BCR::ABL1 negative myeloproliferative neoplasms (MPNs) form a distinct group of hematologic malignancies characterized by sustained proliferation of cells from multiple myeloid lineages. With a median survival of 16-35 months in patients with high-risk disease, primary myelofibrosis (PMF) is considered the most aggressive entity amongst all BCR::ABL1 MPNs. Additionally, a significant subset of patients evolves into secondary acute myeloid leukemia (AML) which has an even poorer prognosis compared to de novo AML. As the exact mechanisms of disease development and progression remain to be elucidated, current therapeutic approaches fail to prevent disease progression or transformation into secondary AML. As each MPN entity is characterized by sustained activation of various immune cells and raised cytokine concentrations within bone marrow and peripheral blood, MPNs may be considered as typical inflammation-related malignancies. However, the exact role and consequences of increased cytokine concentrations within bone marrow and peripheral blood plasma are currently incompletely established.

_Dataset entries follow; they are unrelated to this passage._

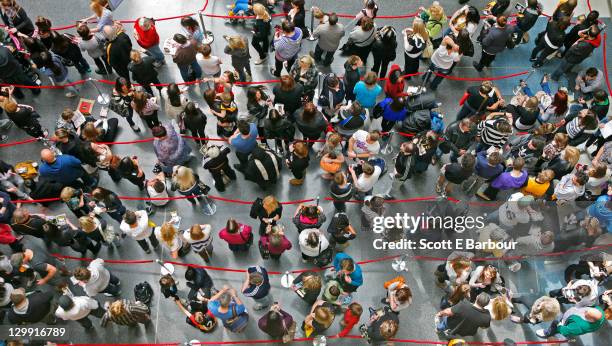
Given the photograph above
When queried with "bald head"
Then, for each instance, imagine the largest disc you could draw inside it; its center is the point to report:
(47, 156)
(593, 315)
(110, 32)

Upregulated cytokines can stimulate cellular proliferation or contribute to the development of an inflammation-related bone marrow niche resulting in genotoxicity and thereby supporting mutagenesis. The neutrophil chemoattractant CXCL8 is of specific interest as its concentration is increased within peripheral blood and bone marrow plasma of patients with PMF. Increased concentration of CXCL8 negatively correlates with overall survival. Furthermore, blockage of the CXCR1/2 axis appears to be able to reduce bone marrow fibrosis and megakaryocyte dysmorphia in murine models. Within this review, we summarize available evidence on the role of the CXCL8-CXCR1/2 axis within the pathogenesis of PMF and discuss potential therapeutic modalities targeting either CXCL8 or its cognate receptors CXCR1/2.